Shelach-Lecha: Your Are What You See or Perception Can Be Reality!

A terebinth of Mamre.
A terebinth of Mamre.

Encamped at the edge of Canaan, Moses sends out people to scout out this land. (Numbers 13). After all, God has promised it to them, so what could go wrong! So men go to scout and the majority of them return with a “don’t go” report. There are people who would devour us (13:12,13) as we seem like grasshoppers. Yet, two others, Joshua and Caleb bring back a more optimistic report, saying (13: 7,8,9) the land was flowing with “milk and honey” and that after all, remember that God promised it. Their reward for such a report was to be threatened with physical harm (verse 10).
This famous story of the spies is a popular one for comments. It really does speak to so much of life; that we see what we wish to see and that, even when we are confronted with truth, we often choose not to see what is in front of us. We have all been there. A job, a relationship, a belief; we go for it, choosing to “see” what, in reality is not there, and only by living and experiencing the reality, do we come back to say something like “how come I did not see that before?”
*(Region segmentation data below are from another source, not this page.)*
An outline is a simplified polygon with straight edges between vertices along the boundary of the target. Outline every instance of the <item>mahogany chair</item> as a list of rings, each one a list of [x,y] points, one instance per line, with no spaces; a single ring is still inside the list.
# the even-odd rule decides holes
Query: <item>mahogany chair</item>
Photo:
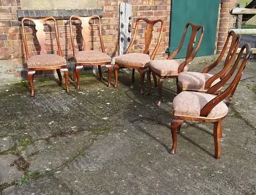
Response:
[[[132,47],[134,45],[136,45],[136,38],[137,35],[137,32],[140,31],[140,29],[138,30],[139,24],[141,24],[141,21],[144,21],[147,24],[147,26],[145,28],[145,49],[143,53],[134,53],[132,52]],[[153,50],[152,54],[150,56],[149,49],[152,42],[152,40],[153,38],[153,32],[154,30],[154,26],[157,23],[161,23],[161,28],[159,32],[157,37],[157,42]],[[155,29],[156,29],[155,28]],[[143,93],[143,82],[145,75],[146,74],[146,71],[148,68],[147,66],[147,63],[150,61],[150,59],[154,59],[157,54],[158,48],[159,47],[160,41],[162,37],[163,30],[163,20],[150,20],[145,18],[138,18],[136,21],[135,29],[134,34],[132,35],[132,40],[128,47],[128,49],[125,54],[120,55],[115,58],[115,63],[114,65],[114,73],[115,77],[115,88],[116,88],[118,86],[118,68],[120,66],[132,68],[132,82],[134,81],[134,70],[136,69],[140,74],[140,93],[141,94]],[[155,36],[154,36],[155,38]]]
[[[245,56],[241,59],[245,51]],[[233,95],[242,76],[243,71],[252,53],[250,46],[246,43],[242,47],[236,61],[230,59],[227,63],[233,63],[233,66],[225,76],[218,83],[211,86],[205,93],[195,91],[182,91],[173,99],[173,118],[171,123],[173,144],[170,153],[174,154],[177,148],[177,132],[179,131],[184,120],[205,121],[212,123],[213,137],[214,141],[214,157],[220,159],[220,139],[222,137],[221,121],[228,114],[228,109],[225,98]],[[236,53],[232,54],[235,56]],[[239,66],[239,64],[240,66]],[[237,68],[239,67],[239,68]],[[238,69],[231,84],[222,93],[213,95],[222,87]]]
[[[26,22],[25,22],[26,21]],[[57,48],[53,45],[54,42],[51,39],[51,45],[45,45],[45,42],[47,38],[47,34],[45,33],[45,29],[44,27],[44,24],[46,22],[53,22],[54,29],[55,31],[55,38]],[[25,30],[25,22],[30,22],[30,24],[33,23],[35,24],[35,27],[36,29],[35,39],[29,39],[29,33],[26,33],[26,30]],[[60,40],[59,40],[59,34],[57,30],[57,26],[56,20],[52,17],[47,17],[40,19],[34,19],[31,18],[24,17],[22,20],[21,22],[22,29],[22,38],[24,42],[24,45],[25,47],[26,57],[27,59],[27,65],[28,65],[28,79],[29,82],[29,85],[31,87],[30,96],[35,96],[35,90],[34,90],[34,75],[36,71],[38,70],[56,70],[58,76],[59,77],[60,84],[62,84],[62,77],[60,71],[64,72],[65,77],[65,85],[66,85],[66,91],[68,91],[68,71],[67,68],[67,61],[66,59],[63,57],[61,49],[60,47]],[[49,26],[47,27],[49,29],[49,33],[51,33],[51,26]],[[54,33],[54,32],[52,32]],[[31,33],[30,33],[31,34]],[[50,35],[51,36],[51,35]],[[36,40],[37,40],[37,41]],[[37,55],[29,55],[28,49],[28,42],[33,42],[35,45],[36,45],[36,42],[40,46],[40,51],[36,52]],[[33,44],[34,45],[34,44]],[[29,45],[31,47],[31,45]],[[48,47],[49,46],[49,47]],[[34,45],[33,45],[34,47]],[[55,54],[54,49],[57,49],[57,53]],[[38,54],[39,52],[39,54]],[[35,53],[35,52],[34,52]]]
[[[240,37],[241,36],[239,35],[236,35],[234,31],[229,31],[226,42],[225,43],[219,57],[213,63],[205,67],[202,72],[180,72],[178,77],[178,82],[177,85],[178,93],[184,91],[206,92],[209,88],[220,81],[221,79],[223,78],[230,65],[232,64],[228,63],[230,58],[232,56],[234,57],[233,58],[235,58],[235,56],[232,54],[236,53],[237,51]],[[223,56],[226,53],[230,39],[231,43],[223,68],[214,75],[209,74],[209,72],[210,70],[220,65]],[[218,89],[216,93],[218,93],[220,90],[221,88]]]
[[[189,26],[191,27],[192,32],[188,45],[186,58],[184,60],[173,59],[173,58],[180,51],[180,49],[183,46],[186,35]],[[176,78],[176,80],[177,81],[179,74],[182,72],[188,70],[188,65],[195,58],[199,47],[201,45],[204,36],[204,29],[203,26],[195,25],[191,22],[188,22],[186,25],[178,48],[168,56],[167,59],[152,60],[147,64],[149,67],[147,73],[149,84],[149,91],[148,94],[150,94],[151,90],[151,73],[152,74],[153,77],[156,77],[156,75],[159,77],[157,83],[156,82],[156,80],[154,79],[155,86],[158,85],[158,91],[159,93],[158,103],[157,104],[158,106],[160,106],[162,100],[163,82],[164,79]],[[198,33],[199,33],[200,36],[197,44],[196,47],[195,47],[194,45],[196,42]]]
[[[74,32],[73,30],[72,20],[76,20],[81,22],[81,37],[79,37],[76,35],[76,40],[77,45],[79,48],[77,51],[77,48],[75,45],[74,42]],[[95,20],[98,20],[98,27],[95,26],[96,24],[91,24]],[[90,23],[92,22],[92,23]],[[76,24],[78,24],[76,23]],[[101,22],[100,18],[98,15],[92,15],[90,17],[79,17],[77,15],[72,15],[69,19],[69,25],[70,29],[71,43],[72,46],[73,56],[76,60],[75,70],[74,71],[73,79],[77,81],[76,88],[79,89],[79,72],[84,66],[97,66],[100,81],[102,81],[102,71],[101,66],[104,65],[108,69],[108,86],[109,86],[110,78],[111,74],[111,66],[110,65],[111,58],[105,53],[105,49],[103,43]],[[99,36],[99,41],[100,43],[101,51],[92,50],[92,42],[90,42],[90,26],[92,29],[97,29],[99,33],[94,31],[93,33],[97,33]],[[79,43],[78,40],[83,39],[83,42]]]

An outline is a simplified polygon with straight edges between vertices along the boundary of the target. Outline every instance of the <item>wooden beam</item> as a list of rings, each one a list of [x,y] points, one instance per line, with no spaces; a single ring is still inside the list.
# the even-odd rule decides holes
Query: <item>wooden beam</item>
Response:
[[[233,15],[256,14],[256,9],[235,8],[230,10],[230,13]]]
[[[233,29],[230,31],[234,31],[236,34],[239,35],[256,35],[256,29]]]

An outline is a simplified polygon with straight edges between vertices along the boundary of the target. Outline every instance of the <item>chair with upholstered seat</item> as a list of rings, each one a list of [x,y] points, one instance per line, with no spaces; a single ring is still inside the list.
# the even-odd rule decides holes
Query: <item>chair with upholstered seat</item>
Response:
[[[47,25],[47,29],[49,29],[47,35],[45,31],[47,27],[45,28],[44,24],[46,24],[47,22],[51,22],[51,21],[53,22],[52,24],[53,24],[54,31],[51,30],[52,26]],[[31,36],[29,36],[32,33],[29,33],[30,32],[29,30],[25,30],[25,26],[27,26],[29,23],[29,27],[31,27],[35,26],[35,28],[36,33],[33,38],[30,38]],[[59,41],[59,34],[58,33],[55,19],[52,17],[48,17],[40,19],[24,17],[22,20],[21,25],[22,29],[22,38],[25,48],[26,57],[27,59],[27,68],[28,71],[28,79],[31,87],[30,96],[35,96],[34,75],[35,72],[38,70],[56,70],[60,85],[63,83],[61,71],[64,72],[66,91],[68,91],[68,71],[67,68],[66,59],[62,56],[62,52]],[[26,33],[27,32],[28,33]],[[53,35],[53,33],[54,33],[55,35]],[[54,44],[52,43],[55,42],[54,38],[52,38],[50,42],[52,44],[51,44],[51,45],[49,45],[48,44],[47,45],[45,45],[45,40],[48,37],[47,35],[50,35],[50,36],[55,36],[56,43],[57,45],[56,48],[54,47],[56,45],[53,45]],[[28,42],[29,42],[29,43],[33,43],[33,45],[29,45],[29,49],[33,48],[35,46],[36,48],[38,48],[40,46],[40,49],[38,48],[38,51],[33,52],[30,51],[29,52],[28,44]],[[54,49],[57,49],[58,54],[55,54]],[[34,54],[36,53],[36,54],[31,56],[31,54],[32,52]],[[38,54],[38,53],[39,54]]]
[[[132,53],[132,49],[135,44],[135,41],[136,39],[137,32],[140,32],[140,29],[138,30],[139,25],[141,24],[141,21],[144,21],[147,23],[147,26],[145,27],[145,49],[143,53]],[[161,28],[158,31],[157,37],[153,36],[153,32],[157,32],[156,29],[154,29],[154,25],[157,23],[161,23]],[[120,55],[115,58],[115,64],[114,65],[114,73],[115,77],[115,88],[118,86],[118,69],[120,67],[125,67],[128,68],[132,69],[132,82],[134,81],[134,70],[136,69],[140,75],[140,93],[143,93],[143,82],[144,78],[146,71],[148,67],[146,66],[147,63],[150,61],[150,59],[154,59],[157,54],[158,48],[160,45],[160,41],[162,36],[163,30],[163,21],[162,20],[151,20],[145,18],[138,18],[136,20],[135,29],[134,34],[132,35],[132,40],[128,47],[128,49],[125,54]],[[154,47],[152,53],[149,56],[149,49],[150,43],[152,42],[152,38],[157,40],[157,43]]]
[[[220,64],[222,58],[227,52],[228,43],[231,39],[231,43],[227,53],[223,68],[214,75],[209,74],[209,72]],[[214,86],[225,76],[227,70],[228,69],[228,62],[232,54],[236,52],[240,41],[240,35],[236,35],[233,31],[228,32],[226,42],[222,49],[221,53],[217,59],[209,66],[205,67],[202,72],[180,72],[178,77],[177,91],[178,93],[184,91],[192,91],[205,92],[212,86]],[[233,56],[234,58],[234,56]],[[231,63],[229,63],[231,65]],[[216,93],[220,92],[219,89]]]
[[[175,58],[175,56],[180,51],[182,47],[184,47],[183,43],[188,29],[189,26],[191,27],[192,32],[189,43],[188,44],[186,59],[184,60],[173,59],[173,58]],[[198,33],[200,33],[200,35],[198,35],[200,36],[198,36]],[[162,100],[163,82],[164,81],[164,79],[177,79],[180,72],[188,70],[188,65],[195,58],[201,44],[203,36],[203,26],[195,25],[191,22],[188,22],[186,25],[180,43],[178,48],[168,56],[167,59],[155,59],[152,60],[147,63],[149,68],[147,74],[150,88],[148,94],[150,93],[151,90],[151,73],[152,74],[153,77],[156,77],[156,75],[159,77],[157,83],[156,83],[156,79],[154,79],[155,85],[158,85],[158,91],[159,93],[158,103],[157,104],[158,106],[161,105],[161,102]],[[199,38],[196,47],[195,47],[194,45],[196,42],[197,36],[199,36]]]
[[[244,57],[241,59],[244,51]],[[220,82],[211,87],[205,93],[182,91],[174,98],[173,102],[173,118],[171,123],[173,144],[172,150],[170,151],[170,153],[174,154],[176,152],[177,132],[177,130],[179,130],[184,120],[206,121],[214,124],[214,157],[216,159],[220,158],[220,139],[222,136],[221,121],[227,116],[228,111],[225,99],[234,94],[251,53],[252,51],[248,43],[242,47],[234,63],[232,57],[236,55],[236,53],[233,53],[227,62],[227,65],[232,66],[232,68]],[[233,65],[230,66],[230,63]],[[240,66],[239,66],[239,63]],[[222,93],[218,95],[213,95],[230,79],[234,74],[236,69],[238,69],[238,71],[231,84]]]
[[[77,26],[77,35],[76,40],[77,47],[76,48],[74,42],[74,33],[73,30],[72,22],[76,22],[74,24]],[[98,27],[95,27],[96,24],[91,25],[92,22],[97,20]],[[90,23],[91,22],[91,23]],[[76,15],[72,15],[69,19],[69,25],[70,29],[70,36],[71,36],[71,43],[72,46],[72,51],[74,58],[76,61],[75,70],[74,71],[73,79],[74,81],[77,81],[76,88],[79,88],[79,72],[83,68],[84,66],[97,66],[99,70],[99,74],[100,76],[100,80],[102,81],[103,75],[101,66],[106,66],[108,69],[108,86],[109,86],[110,77],[111,74],[111,57],[105,53],[105,49],[103,43],[103,39],[102,35],[101,29],[101,22],[100,18],[98,15],[92,15],[90,17],[79,17]],[[78,31],[80,29],[81,31]],[[90,29],[90,26],[92,26]],[[90,33],[90,29],[95,29],[93,32]],[[97,32],[98,30],[99,33]],[[81,36],[79,36],[79,33],[81,34]],[[98,35],[99,36],[99,41],[100,43],[101,51],[95,51],[90,42],[90,35]],[[81,42],[82,40],[82,42]],[[83,47],[82,47],[83,46]],[[77,51],[78,49],[78,51]],[[92,50],[93,49],[93,50]]]

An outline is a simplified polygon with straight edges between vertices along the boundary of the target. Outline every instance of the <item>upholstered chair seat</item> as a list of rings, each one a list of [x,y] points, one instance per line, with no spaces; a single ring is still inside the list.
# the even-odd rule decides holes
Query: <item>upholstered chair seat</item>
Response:
[[[99,51],[81,51],[75,55],[77,63],[104,63],[111,61],[111,58]]]
[[[164,76],[178,75],[178,68],[182,63],[182,60],[179,59],[155,59],[150,61],[148,64],[151,71],[156,75]],[[188,70],[188,66],[185,66],[184,71]]]
[[[117,56],[115,60],[115,63],[120,66],[132,65],[140,68],[145,67],[145,65],[150,61],[150,57],[145,54],[130,53]]]
[[[183,91],[173,99],[173,114],[188,117],[200,117],[200,111],[216,95],[194,91]],[[221,118],[226,116],[228,109],[225,101],[220,102],[207,116],[208,118]],[[204,117],[202,117],[204,118]]]
[[[28,68],[65,66],[65,58],[56,54],[42,54],[30,57],[27,61]]]
[[[206,91],[207,89],[205,88],[205,82],[212,76],[212,74],[209,73],[180,72],[178,77],[178,85],[182,91]],[[220,81],[220,78],[217,78],[212,82],[211,86],[214,86]]]

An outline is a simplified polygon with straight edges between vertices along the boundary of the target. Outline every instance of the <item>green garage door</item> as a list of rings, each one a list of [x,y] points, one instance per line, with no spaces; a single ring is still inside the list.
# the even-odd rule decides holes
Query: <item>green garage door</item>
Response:
[[[214,54],[218,17],[218,0],[172,0],[168,52],[173,52],[180,43],[186,24],[191,22],[204,26],[204,35],[196,56]],[[176,58],[186,58],[191,29],[188,31],[184,47]],[[188,36],[189,35],[189,36]]]

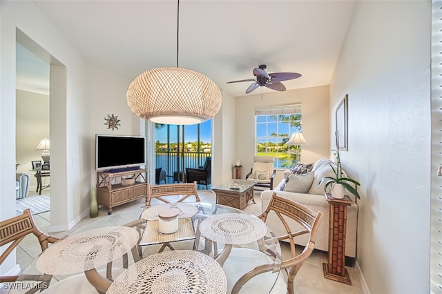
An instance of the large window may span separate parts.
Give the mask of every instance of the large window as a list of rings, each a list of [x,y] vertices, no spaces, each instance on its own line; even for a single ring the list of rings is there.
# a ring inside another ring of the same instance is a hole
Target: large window
[[[273,156],[276,168],[293,166],[300,146],[285,143],[291,134],[301,132],[301,117],[300,105],[256,110],[256,154]]]
[[[155,168],[168,176],[204,165],[211,156],[212,120],[186,126],[155,124]]]

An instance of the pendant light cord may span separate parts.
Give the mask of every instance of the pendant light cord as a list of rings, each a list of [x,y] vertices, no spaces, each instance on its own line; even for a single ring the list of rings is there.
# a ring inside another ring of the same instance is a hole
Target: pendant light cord
[[[180,0],[177,0],[177,68],[178,66],[178,52],[180,51]]]

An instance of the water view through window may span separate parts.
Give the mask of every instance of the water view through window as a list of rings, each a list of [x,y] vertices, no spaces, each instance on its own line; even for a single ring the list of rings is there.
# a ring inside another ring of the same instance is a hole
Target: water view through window
[[[155,168],[173,176],[186,168],[204,166],[212,155],[211,132],[211,119],[184,126],[155,124]]]

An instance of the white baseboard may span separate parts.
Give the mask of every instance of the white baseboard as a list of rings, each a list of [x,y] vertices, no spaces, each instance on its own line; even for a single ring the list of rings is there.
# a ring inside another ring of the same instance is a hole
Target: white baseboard
[[[4,275],[19,275],[21,273],[21,268],[20,268],[19,264],[16,264],[12,268],[9,270]]]
[[[359,264],[356,260],[356,269],[358,270],[358,275],[359,275],[359,281],[361,282],[361,288],[362,288],[363,293],[364,294],[370,294],[370,291],[368,288],[368,286],[365,282],[365,279],[364,279],[364,276],[362,274],[362,271],[361,271],[361,267],[359,267]]]

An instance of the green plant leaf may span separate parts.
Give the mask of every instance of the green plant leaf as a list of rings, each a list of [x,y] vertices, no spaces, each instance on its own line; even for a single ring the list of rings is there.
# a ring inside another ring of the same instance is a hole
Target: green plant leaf
[[[344,187],[345,187],[345,188],[352,194],[353,194],[354,195],[356,196],[356,198],[358,199],[361,199],[361,196],[359,196],[359,193],[358,193],[358,191],[356,190],[356,189],[355,189],[354,188],[353,188],[353,186],[352,185],[350,185],[349,184],[347,183],[347,182],[342,182],[340,183],[341,185],[343,185]]]

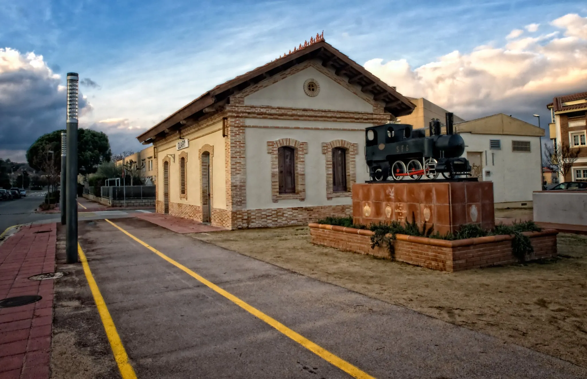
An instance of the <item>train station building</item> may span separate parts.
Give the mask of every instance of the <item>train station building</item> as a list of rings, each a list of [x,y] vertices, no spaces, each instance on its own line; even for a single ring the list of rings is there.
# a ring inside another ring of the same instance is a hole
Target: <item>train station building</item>
[[[156,212],[228,229],[352,213],[365,129],[414,103],[316,35],[144,132]]]

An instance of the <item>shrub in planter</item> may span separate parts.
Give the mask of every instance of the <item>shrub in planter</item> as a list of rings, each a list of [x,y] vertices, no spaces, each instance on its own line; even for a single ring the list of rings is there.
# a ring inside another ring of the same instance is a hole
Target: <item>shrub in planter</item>
[[[407,234],[416,237],[424,237],[448,240],[463,240],[470,238],[477,238],[487,236],[501,236],[504,234],[512,235],[512,253],[519,261],[523,262],[528,254],[534,251],[530,239],[522,234],[524,232],[540,232],[542,229],[533,221],[514,222],[512,225],[499,224],[491,230],[482,229],[477,224],[465,224],[461,225],[458,232],[454,233],[447,233],[441,234],[434,232],[434,226],[433,224],[430,227],[427,227],[426,223],[420,229],[416,223],[415,215],[412,213],[412,222],[409,222],[406,219],[404,224],[399,221],[392,221],[389,223],[373,223],[366,227],[365,225],[354,225],[352,224],[352,217],[326,217],[318,221],[319,223],[329,225],[338,225],[346,227],[354,227],[357,229],[369,229],[373,232],[371,237],[371,248],[376,246],[383,247],[386,246],[389,250],[392,259],[394,258],[393,240],[396,239],[396,234]]]

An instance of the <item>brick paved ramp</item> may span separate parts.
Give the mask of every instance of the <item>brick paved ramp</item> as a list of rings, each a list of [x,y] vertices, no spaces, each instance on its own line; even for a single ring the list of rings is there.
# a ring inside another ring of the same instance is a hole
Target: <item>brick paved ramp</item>
[[[53,272],[56,226],[23,227],[0,246],[0,300],[25,295],[42,299],[20,307],[0,308],[0,378],[49,378],[53,280],[29,277]]]
[[[568,362],[140,219],[113,221],[376,378],[587,378]],[[81,223],[80,243],[140,379],[350,377],[105,220]]]
[[[134,216],[180,234],[226,230],[219,226],[207,225],[194,220],[183,219],[164,213],[137,213]]]

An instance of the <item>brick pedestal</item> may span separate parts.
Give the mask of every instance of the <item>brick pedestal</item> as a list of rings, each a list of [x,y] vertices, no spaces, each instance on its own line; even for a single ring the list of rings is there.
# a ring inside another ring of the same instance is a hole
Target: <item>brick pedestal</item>
[[[434,232],[458,230],[463,224],[495,226],[493,183],[491,182],[414,182],[353,185],[353,222],[368,225],[392,220],[421,226],[434,224]]]

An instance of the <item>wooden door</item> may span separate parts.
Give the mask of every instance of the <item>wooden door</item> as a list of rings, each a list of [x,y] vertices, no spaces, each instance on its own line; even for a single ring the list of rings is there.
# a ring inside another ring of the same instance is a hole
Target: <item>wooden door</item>
[[[295,193],[295,150],[289,146],[278,149],[279,193]]]
[[[163,163],[163,213],[169,213],[169,162]]]

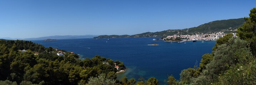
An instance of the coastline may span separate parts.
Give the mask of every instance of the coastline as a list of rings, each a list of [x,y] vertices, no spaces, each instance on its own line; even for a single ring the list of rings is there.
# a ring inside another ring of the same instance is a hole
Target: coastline
[[[128,69],[128,68],[126,68],[125,69],[124,69],[124,70],[121,70],[119,71],[119,72],[117,72],[117,74],[119,74],[123,73],[124,73],[126,71],[126,70]]]

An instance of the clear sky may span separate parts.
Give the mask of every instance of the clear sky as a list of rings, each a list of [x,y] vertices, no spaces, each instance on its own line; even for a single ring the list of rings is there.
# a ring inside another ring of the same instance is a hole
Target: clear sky
[[[133,35],[249,17],[256,0],[0,0],[0,38]]]

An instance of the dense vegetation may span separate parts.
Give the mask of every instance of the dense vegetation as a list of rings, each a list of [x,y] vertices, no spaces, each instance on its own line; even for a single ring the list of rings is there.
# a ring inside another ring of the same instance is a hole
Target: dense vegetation
[[[99,56],[82,61],[77,55],[64,50],[64,56],[58,56],[59,50],[31,41],[0,40],[0,49],[3,85],[85,85],[102,73],[118,84],[115,80],[119,71],[114,63],[121,69],[125,68],[123,62]],[[23,49],[27,50],[23,53],[19,50]]]
[[[256,85],[256,8],[237,31],[217,40],[211,53],[202,56],[200,67],[181,71],[179,80],[172,75],[168,85]],[[31,41],[0,40],[0,85],[158,85],[154,77],[136,82],[124,76],[116,80],[114,63],[123,63],[95,56],[81,60],[75,54],[58,51]],[[27,49],[23,53],[20,50]]]
[[[156,32],[146,32],[140,34],[129,35],[100,35],[94,38],[166,36],[174,35],[192,35],[211,34],[222,32],[224,33],[236,32],[237,29],[245,22],[243,18],[216,21],[200,25],[197,27],[182,29],[169,29]],[[232,31],[231,31],[232,30]]]
[[[182,71],[180,80],[172,76],[168,85],[256,84],[256,8],[237,30],[238,38],[228,34],[217,41],[212,53],[202,56],[197,69]]]

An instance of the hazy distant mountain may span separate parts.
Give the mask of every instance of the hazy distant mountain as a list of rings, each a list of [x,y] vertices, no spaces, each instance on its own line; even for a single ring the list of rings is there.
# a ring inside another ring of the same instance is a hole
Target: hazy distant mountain
[[[9,37],[0,38],[0,39],[5,39],[5,40],[16,40],[21,39],[21,38],[9,38]]]
[[[245,22],[243,18],[216,21],[200,25],[197,27],[182,29],[169,29],[156,32],[146,32],[132,35],[100,35],[94,38],[166,36],[174,35],[196,35],[211,34],[222,32],[225,33],[235,33],[235,30],[242,26]]]
[[[37,38],[30,38],[22,39],[23,40],[45,40],[48,39],[75,39],[75,38],[92,38],[94,37],[98,36],[98,35],[55,35],[45,37],[42,37]]]

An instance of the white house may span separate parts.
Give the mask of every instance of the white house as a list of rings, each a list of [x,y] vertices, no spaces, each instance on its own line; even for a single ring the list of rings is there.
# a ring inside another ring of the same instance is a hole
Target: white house
[[[58,56],[64,56],[64,55],[62,53],[57,53],[57,55],[58,55]]]
[[[22,53],[24,53],[24,52],[25,52],[26,51],[27,51],[25,50],[25,49],[23,49],[23,50],[22,51],[21,51],[21,52],[22,52]]]
[[[120,68],[119,68],[119,67],[118,67],[118,66],[115,66],[115,68],[117,68],[117,70],[120,70]]]

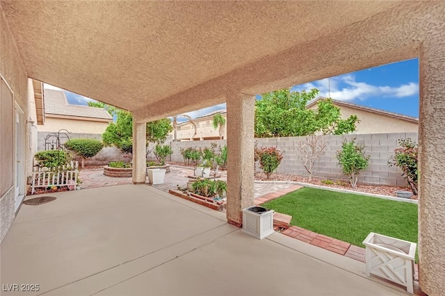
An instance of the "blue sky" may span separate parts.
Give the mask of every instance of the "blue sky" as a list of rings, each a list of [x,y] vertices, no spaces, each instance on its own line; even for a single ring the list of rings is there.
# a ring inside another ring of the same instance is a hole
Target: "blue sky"
[[[404,60],[294,85],[292,90],[317,88],[320,95],[382,109],[396,113],[419,117],[419,60]],[[45,88],[58,89],[45,85]],[[70,104],[86,105],[92,99],[65,91]],[[224,109],[222,104],[186,114],[193,117]]]

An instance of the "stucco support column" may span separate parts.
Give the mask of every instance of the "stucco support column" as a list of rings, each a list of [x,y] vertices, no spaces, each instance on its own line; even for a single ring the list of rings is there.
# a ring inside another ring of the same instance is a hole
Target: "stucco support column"
[[[137,122],[133,118],[133,183],[145,183],[145,153],[147,124]]]
[[[227,105],[227,220],[241,227],[241,210],[254,202],[255,97],[229,92]]]
[[[419,283],[429,295],[445,291],[445,26],[435,25],[419,58]]]

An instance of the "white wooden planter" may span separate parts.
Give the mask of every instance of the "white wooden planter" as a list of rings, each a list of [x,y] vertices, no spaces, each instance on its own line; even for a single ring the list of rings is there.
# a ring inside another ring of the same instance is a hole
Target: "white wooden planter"
[[[273,210],[254,206],[243,210],[243,229],[241,231],[262,240],[273,233]]]
[[[210,167],[204,167],[202,170],[202,176],[204,178],[210,178]]]
[[[150,184],[162,184],[165,177],[165,169],[147,169],[148,183]]]
[[[414,293],[414,265],[417,245],[371,232],[366,246],[366,275],[375,274],[406,287]]]
[[[195,169],[195,176],[202,176],[202,167],[197,167]]]

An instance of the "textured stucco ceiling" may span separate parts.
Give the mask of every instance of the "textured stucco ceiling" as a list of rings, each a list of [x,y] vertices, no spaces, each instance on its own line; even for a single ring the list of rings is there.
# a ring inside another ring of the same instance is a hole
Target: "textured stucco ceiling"
[[[261,82],[255,69],[259,61],[273,67],[268,60],[289,49],[321,38],[327,42],[331,33],[346,32],[385,12],[391,13],[387,18],[400,15],[412,5],[416,4],[1,1],[29,76],[139,112],[144,118],[158,117],[158,107],[163,116],[223,101],[225,88],[231,85],[259,92],[264,90],[252,86],[270,81]],[[385,26],[385,19],[379,22]],[[316,44],[302,47],[301,56],[320,56],[334,46]],[[225,77],[224,85],[218,85],[220,77]],[[305,79],[309,76],[300,81]]]

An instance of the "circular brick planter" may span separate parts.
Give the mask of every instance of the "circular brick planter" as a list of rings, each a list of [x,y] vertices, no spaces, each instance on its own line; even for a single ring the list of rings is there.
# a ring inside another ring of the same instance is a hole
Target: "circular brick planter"
[[[133,169],[121,169],[118,167],[110,167],[108,165],[104,167],[104,174],[106,176],[115,178],[128,178],[133,176]]]

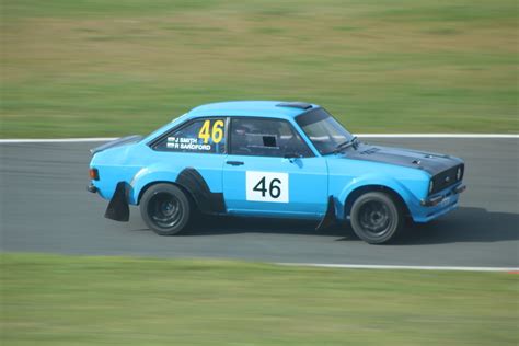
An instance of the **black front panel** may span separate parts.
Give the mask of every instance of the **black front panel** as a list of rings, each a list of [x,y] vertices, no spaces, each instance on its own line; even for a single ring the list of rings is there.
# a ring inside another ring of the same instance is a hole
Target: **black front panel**
[[[459,168],[461,168],[461,175],[458,178],[457,174],[458,174]],[[463,178],[463,173],[464,173],[464,164],[458,164],[451,169],[448,169],[447,171],[436,174],[432,177],[434,188],[429,195],[436,194],[437,192],[442,191],[443,188],[447,188],[460,182]]]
I think that can be one of the gifts of our own aging process. We kind of know, based on our own experience, what is real and what seems to be real. Of course, we live in a media a driven society where that 30 second photo-op or sound bite can be perceived as real. It is judgement and the ability to step back, at times, and reflect on context that can strip away the facade of reality and reveal an emptiness.
Perhaps another meaning to this story is also found in the Joshua and Caleb account. That has to do with trusting what you see and your own instincts. We have all lived a bit and some may have, over the course of life, learned to trust that inner voice, those life honed instincts that usually know what is best for us. Faith in those instincts is a very valuable asset. It can help us cut through the “noise” and see the reality of a situation. Trust and faith in one’s self and one’s beliefs: not a bad message!!!